The other night I was reading “Oh, The Places You’ll Go!” by Dr. Seuss to our baby girl and rediscovered the part on The Waiting Place. In the literary classic, The Waiting Place is described as “a most useless place” where everyone is just waiting. I don’t think waiting is entirely useless, but it isn’t normally where someone wants to be. It’s easy to feel stuck in the waiting place.
Right now we’re days from an important election. From the president all the way down to local city council races, we’re all just waiting for Tuesday. All of our communities can drastically change under new and returning leadership at the city, county, state, and national level. Doesn’t it feel so very uncomfortable not knowing what that will look like? Here’s another piece of uncomfortableness: Even when we know who has been elected, we don’t know many of the important decisions that they’ll be deciding while in office, or even what may occur in the months before they begin their term. There’s so much waiting.
For my family personally, we continue waiting for my wife to become a citizen. Sera has been in the country since 2007, we were married in 2013, and we’re still waiting. For anyone who tells you this process is easy, please have them come wait with us. I’m looking forward to losing this weight that we carry with us in this continual uncertainty while we wait.
More recently, we’re waiting for Gracelyn to feel better. She’s on her ninth (maybe 10th) ear infection. It’s hard to keep track at this point. For a nine-month-old baby girl, that’s a lot. In the grand scheme of things, we’re blessed that everything else is fine for our baby girl’s health. Despite weeks of preventative medicine, the doctor discovered another ear infection at our nine month checkup. This future world leader will undergo her first surgery next week to have tubes put in her ears, and we believe we are in the final days of waiting for her to finally feel better. Before becoming a parent, I never grasped what this attachment to another human could be like. When she’s not feeling well, there’s an ache, a longing for us to get out of this waiting place. Hopefully we’ll arrive there soon.
Because we do all leave the waiting place eventually. Most certainly, there are more waiting places around every corner, but as I was told as a child, good things do come to those who wait. Sera reminded me of this just yesterday as we revisited our garden. Many weeks ago, I shared with you that we had the opportunity to plant our first garden this summer. We may have planted a little late in the season, and it may not have been the most cared for garden, but it was ours. Really, it was my wife’s, as I knew if I did anything with it, it would become mine. I did not want it to become mine.
Then I heard Sera joyfully squealing in the backyard while I was peacefully resting in the house.

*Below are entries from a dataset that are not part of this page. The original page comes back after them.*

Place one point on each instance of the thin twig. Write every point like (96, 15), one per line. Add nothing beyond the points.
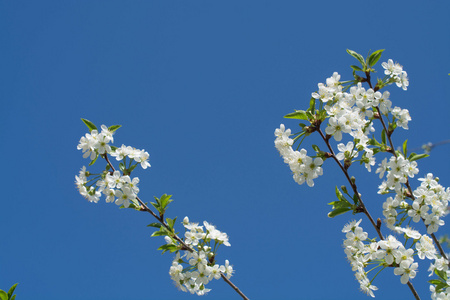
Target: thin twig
(144, 207)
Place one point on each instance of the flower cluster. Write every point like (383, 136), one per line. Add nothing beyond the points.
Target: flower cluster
(118, 188)
(351, 113)
(395, 71)
(192, 271)
(430, 202)
(440, 289)
(362, 251)
(304, 168)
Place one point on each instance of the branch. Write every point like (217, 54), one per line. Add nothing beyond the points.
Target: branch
(144, 207)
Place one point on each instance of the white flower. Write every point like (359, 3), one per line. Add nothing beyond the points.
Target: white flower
(228, 269)
(406, 270)
(367, 287)
(351, 226)
(124, 196)
(346, 151)
(425, 248)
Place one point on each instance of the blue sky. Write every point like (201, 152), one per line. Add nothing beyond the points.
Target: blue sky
(201, 85)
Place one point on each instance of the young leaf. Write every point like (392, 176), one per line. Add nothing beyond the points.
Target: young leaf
(11, 291)
(89, 124)
(405, 148)
(374, 57)
(170, 222)
(338, 211)
(93, 161)
(168, 247)
(358, 57)
(356, 68)
(114, 127)
(383, 137)
(157, 225)
(414, 156)
(298, 114)
(312, 105)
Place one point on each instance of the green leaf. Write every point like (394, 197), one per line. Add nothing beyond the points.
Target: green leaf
(95, 159)
(338, 211)
(131, 169)
(405, 144)
(170, 222)
(161, 232)
(89, 124)
(298, 114)
(356, 68)
(435, 281)
(168, 247)
(339, 195)
(358, 57)
(114, 127)
(165, 200)
(11, 290)
(374, 57)
(156, 205)
(312, 104)
(383, 137)
(415, 156)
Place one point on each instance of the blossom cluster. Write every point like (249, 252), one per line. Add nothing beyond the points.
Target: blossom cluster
(440, 265)
(395, 71)
(348, 113)
(192, 271)
(94, 143)
(430, 202)
(303, 167)
(362, 251)
(118, 188)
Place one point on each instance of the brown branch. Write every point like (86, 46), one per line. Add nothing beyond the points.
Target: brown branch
(185, 247)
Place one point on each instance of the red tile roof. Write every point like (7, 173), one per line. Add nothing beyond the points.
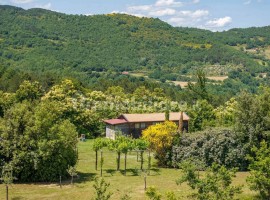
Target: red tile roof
(115, 121)
(153, 117)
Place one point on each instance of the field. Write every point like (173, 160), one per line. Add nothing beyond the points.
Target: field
(132, 184)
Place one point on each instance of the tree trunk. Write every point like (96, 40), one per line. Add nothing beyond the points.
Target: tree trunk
(101, 162)
(144, 182)
(6, 191)
(61, 182)
(125, 164)
(118, 160)
(149, 161)
(141, 160)
(96, 159)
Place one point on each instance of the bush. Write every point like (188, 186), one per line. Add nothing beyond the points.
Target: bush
(208, 147)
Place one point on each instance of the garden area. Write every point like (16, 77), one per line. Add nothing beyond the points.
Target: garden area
(163, 179)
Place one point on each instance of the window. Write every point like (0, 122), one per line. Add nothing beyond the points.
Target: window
(142, 125)
(137, 125)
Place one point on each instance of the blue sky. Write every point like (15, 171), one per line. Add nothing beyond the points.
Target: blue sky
(215, 15)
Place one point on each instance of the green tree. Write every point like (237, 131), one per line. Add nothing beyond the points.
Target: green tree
(7, 177)
(160, 137)
(98, 144)
(153, 194)
(198, 90)
(215, 184)
(259, 180)
(101, 188)
(29, 91)
(72, 171)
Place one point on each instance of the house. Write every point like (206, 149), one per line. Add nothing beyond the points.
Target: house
(134, 124)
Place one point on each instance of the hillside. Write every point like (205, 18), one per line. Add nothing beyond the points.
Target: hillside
(47, 45)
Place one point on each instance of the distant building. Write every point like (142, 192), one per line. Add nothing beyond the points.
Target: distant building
(134, 124)
(125, 73)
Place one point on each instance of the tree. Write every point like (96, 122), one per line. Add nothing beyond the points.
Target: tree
(201, 114)
(249, 119)
(160, 137)
(101, 189)
(29, 91)
(153, 194)
(38, 142)
(141, 145)
(215, 184)
(7, 177)
(198, 90)
(99, 143)
(72, 172)
(259, 180)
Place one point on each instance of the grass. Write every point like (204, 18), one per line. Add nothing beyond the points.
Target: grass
(132, 184)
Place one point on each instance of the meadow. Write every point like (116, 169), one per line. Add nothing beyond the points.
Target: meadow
(132, 184)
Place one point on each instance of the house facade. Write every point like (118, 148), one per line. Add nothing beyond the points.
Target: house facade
(134, 124)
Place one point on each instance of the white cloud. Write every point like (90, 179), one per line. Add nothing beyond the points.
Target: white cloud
(162, 3)
(140, 8)
(177, 21)
(196, 1)
(159, 13)
(194, 14)
(45, 6)
(218, 23)
(189, 18)
(247, 2)
(21, 1)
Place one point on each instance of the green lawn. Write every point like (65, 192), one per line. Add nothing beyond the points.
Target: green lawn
(131, 184)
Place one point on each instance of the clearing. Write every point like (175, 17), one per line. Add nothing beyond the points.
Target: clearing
(132, 184)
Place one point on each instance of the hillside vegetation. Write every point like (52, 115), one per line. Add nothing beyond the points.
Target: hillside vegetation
(47, 46)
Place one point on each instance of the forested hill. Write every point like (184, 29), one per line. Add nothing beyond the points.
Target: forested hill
(50, 44)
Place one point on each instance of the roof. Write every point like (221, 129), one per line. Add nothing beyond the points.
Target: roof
(115, 121)
(153, 117)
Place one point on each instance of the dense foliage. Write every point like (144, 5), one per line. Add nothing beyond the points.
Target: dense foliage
(208, 147)
(260, 171)
(36, 139)
(47, 46)
(160, 137)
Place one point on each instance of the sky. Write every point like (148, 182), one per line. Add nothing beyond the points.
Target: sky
(214, 15)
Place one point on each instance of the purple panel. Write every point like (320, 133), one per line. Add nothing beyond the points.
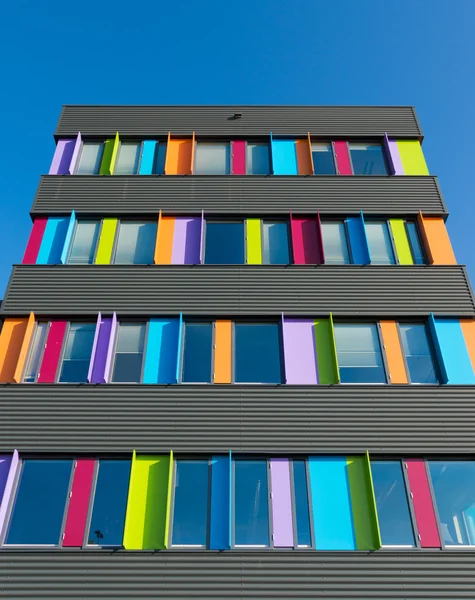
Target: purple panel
(62, 157)
(281, 503)
(299, 351)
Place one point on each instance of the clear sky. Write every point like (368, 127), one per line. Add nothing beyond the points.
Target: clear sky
(409, 52)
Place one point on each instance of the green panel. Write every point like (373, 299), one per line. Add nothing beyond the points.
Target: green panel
(253, 241)
(401, 242)
(362, 503)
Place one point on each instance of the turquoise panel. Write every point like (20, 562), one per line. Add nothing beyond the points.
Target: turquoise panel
(161, 352)
(53, 241)
(331, 503)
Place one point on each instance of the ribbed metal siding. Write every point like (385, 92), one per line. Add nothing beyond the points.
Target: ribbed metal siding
(246, 195)
(239, 290)
(251, 575)
(254, 418)
(150, 121)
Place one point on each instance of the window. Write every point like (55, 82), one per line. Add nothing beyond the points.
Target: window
(359, 354)
(368, 159)
(275, 243)
(39, 506)
(83, 247)
(197, 352)
(415, 345)
(394, 516)
(135, 243)
(224, 243)
(212, 159)
(251, 503)
(109, 503)
(90, 159)
(335, 243)
(323, 161)
(128, 158)
(258, 159)
(257, 353)
(129, 353)
(190, 507)
(379, 243)
(454, 489)
(77, 353)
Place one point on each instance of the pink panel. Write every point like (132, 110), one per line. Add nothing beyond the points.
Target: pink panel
(79, 503)
(54, 342)
(238, 166)
(343, 162)
(423, 505)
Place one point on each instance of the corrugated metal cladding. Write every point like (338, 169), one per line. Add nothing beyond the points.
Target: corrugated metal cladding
(280, 574)
(404, 420)
(150, 121)
(234, 194)
(373, 290)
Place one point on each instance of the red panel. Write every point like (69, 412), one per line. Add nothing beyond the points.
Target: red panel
(34, 243)
(79, 503)
(423, 505)
(343, 162)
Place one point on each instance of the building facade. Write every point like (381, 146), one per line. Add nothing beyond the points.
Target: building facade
(238, 361)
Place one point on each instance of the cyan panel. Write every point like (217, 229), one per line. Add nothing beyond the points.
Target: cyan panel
(331, 503)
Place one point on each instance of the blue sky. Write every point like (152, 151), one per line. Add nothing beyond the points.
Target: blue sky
(417, 52)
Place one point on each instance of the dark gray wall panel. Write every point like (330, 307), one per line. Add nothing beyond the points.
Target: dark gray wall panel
(251, 575)
(271, 419)
(239, 290)
(150, 121)
(246, 195)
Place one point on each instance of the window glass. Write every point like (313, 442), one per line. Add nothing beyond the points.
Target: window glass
(275, 243)
(258, 159)
(90, 159)
(416, 349)
(128, 158)
(84, 243)
(368, 159)
(110, 503)
(251, 506)
(190, 509)
(379, 242)
(257, 353)
(129, 353)
(359, 354)
(77, 353)
(39, 505)
(136, 243)
(335, 243)
(36, 352)
(224, 243)
(454, 490)
(323, 161)
(197, 353)
(302, 513)
(212, 159)
(392, 505)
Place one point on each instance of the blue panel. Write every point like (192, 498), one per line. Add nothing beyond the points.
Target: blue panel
(161, 352)
(284, 157)
(53, 241)
(331, 504)
(220, 515)
(148, 155)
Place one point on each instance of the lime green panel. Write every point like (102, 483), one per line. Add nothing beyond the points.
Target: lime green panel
(254, 242)
(145, 522)
(412, 157)
(106, 242)
(401, 242)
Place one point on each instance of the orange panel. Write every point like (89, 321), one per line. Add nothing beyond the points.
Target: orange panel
(394, 357)
(222, 352)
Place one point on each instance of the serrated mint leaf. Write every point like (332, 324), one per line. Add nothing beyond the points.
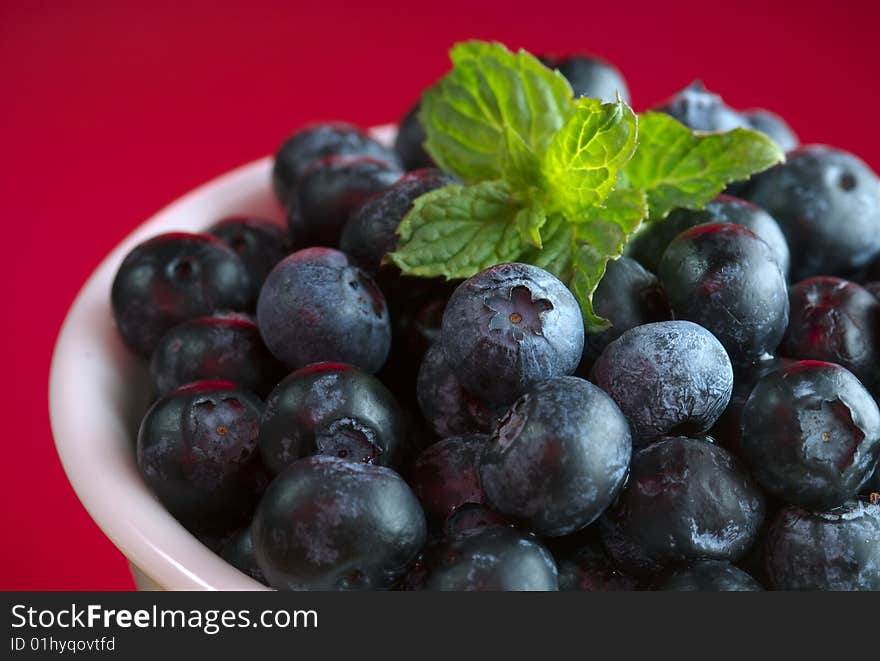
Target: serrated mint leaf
(581, 164)
(678, 167)
(521, 166)
(489, 91)
(557, 237)
(529, 222)
(456, 231)
(587, 268)
(627, 207)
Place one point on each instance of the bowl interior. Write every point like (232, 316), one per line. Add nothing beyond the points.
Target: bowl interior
(99, 391)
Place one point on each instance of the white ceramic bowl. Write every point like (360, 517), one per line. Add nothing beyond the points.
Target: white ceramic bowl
(98, 392)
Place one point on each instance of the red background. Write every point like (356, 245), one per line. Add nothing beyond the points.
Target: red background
(108, 112)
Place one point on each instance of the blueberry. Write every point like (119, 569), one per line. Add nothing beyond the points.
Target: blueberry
(727, 430)
(685, 500)
(628, 296)
(171, 278)
(834, 550)
(329, 524)
(648, 246)
(558, 458)
(486, 559)
(449, 409)
(316, 306)
(669, 377)
(590, 76)
(223, 348)
(827, 203)
(469, 516)
(371, 232)
(410, 142)
(197, 451)
(315, 142)
(723, 277)
(416, 315)
(701, 110)
(260, 244)
(773, 126)
(239, 552)
(444, 476)
(710, 576)
(836, 321)
(585, 567)
(327, 193)
(510, 327)
(811, 434)
(331, 409)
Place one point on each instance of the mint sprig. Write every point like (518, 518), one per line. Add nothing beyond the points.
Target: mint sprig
(554, 181)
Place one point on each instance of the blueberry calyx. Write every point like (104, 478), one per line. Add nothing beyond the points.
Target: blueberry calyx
(518, 314)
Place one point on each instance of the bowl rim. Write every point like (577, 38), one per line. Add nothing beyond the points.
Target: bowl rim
(153, 541)
(156, 555)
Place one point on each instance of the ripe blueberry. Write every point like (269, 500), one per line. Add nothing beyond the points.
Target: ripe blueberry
(171, 278)
(316, 306)
(669, 377)
(510, 327)
(331, 409)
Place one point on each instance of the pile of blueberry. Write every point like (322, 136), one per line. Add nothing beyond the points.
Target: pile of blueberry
(324, 422)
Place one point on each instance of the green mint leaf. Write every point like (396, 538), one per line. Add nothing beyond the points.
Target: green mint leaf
(521, 167)
(581, 164)
(557, 237)
(678, 167)
(587, 269)
(627, 207)
(467, 114)
(457, 231)
(529, 222)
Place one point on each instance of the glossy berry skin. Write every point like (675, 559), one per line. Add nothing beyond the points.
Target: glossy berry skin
(494, 558)
(260, 244)
(701, 110)
(221, 348)
(509, 327)
(473, 515)
(827, 203)
(834, 550)
(811, 434)
(316, 306)
(727, 430)
(239, 552)
(171, 278)
(836, 321)
(587, 568)
(444, 476)
(197, 451)
(590, 76)
(710, 576)
(668, 377)
(331, 409)
(627, 296)
(327, 193)
(558, 458)
(649, 244)
(449, 409)
(371, 232)
(410, 140)
(685, 500)
(723, 277)
(330, 524)
(773, 126)
(318, 141)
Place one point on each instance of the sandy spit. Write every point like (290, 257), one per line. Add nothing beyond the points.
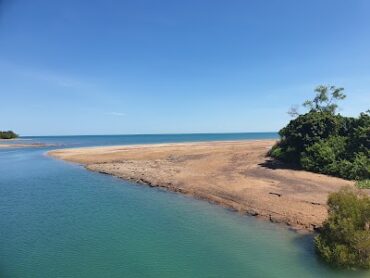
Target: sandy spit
(236, 175)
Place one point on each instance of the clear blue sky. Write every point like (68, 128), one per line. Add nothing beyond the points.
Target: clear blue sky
(119, 67)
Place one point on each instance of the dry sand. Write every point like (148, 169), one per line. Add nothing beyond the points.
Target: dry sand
(21, 145)
(236, 175)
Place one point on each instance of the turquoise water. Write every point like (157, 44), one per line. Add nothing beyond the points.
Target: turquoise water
(59, 220)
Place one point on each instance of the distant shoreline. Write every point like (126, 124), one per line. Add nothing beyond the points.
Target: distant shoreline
(233, 174)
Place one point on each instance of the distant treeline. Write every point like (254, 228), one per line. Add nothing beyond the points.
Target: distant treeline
(325, 142)
(8, 134)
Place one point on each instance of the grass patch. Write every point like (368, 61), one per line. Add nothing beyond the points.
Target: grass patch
(364, 184)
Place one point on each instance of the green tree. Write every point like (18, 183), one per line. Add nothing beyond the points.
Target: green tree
(325, 100)
(344, 240)
(325, 142)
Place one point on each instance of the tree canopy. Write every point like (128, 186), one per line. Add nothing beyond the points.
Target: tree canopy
(344, 240)
(323, 141)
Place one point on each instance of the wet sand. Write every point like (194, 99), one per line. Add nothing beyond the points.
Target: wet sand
(236, 175)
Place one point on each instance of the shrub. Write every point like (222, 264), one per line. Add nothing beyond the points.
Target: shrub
(324, 142)
(344, 240)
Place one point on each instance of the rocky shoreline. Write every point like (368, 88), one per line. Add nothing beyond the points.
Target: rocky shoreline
(236, 175)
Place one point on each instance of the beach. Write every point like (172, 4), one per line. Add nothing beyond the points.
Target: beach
(236, 175)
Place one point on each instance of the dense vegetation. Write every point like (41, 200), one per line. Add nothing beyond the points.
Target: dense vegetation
(345, 237)
(8, 134)
(325, 142)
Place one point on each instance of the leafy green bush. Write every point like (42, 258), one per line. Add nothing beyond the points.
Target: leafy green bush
(324, 142)
(344, 240)
(8, 134)
(364, 184)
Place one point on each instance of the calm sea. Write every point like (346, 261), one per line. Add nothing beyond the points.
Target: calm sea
(59, 220)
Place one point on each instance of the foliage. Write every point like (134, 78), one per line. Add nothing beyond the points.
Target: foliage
(344, 240)
(364, 184)
(325, 100)
(324, 142)
(8, 134)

My African queen was jumping around in our tiny garden wearing an oversized T-shirt, shorts that probably weren’t entirely weather appropriate, winter boots and a shovel nearly as tall as she was. She had discovered her sweet potatoes that were planted long ago, and could not contain her excitement. After many weeks of waiting, she uncovered five (rather small) sweet potatoes. Good things come to those who wait.
In whatever you’re waiting for, I encourage you to be patient. The challenge that comes with waiting can also bring incredible growth. Waiting isn’t a time for being stagnant. It’s a time of preparation. You don’t plant a seed, walk away for the season and hope for a bountiful crop. You till the land, water the ground and weed the soil while you wait for the reward. Waiting is hard, but it can often lead to great joy.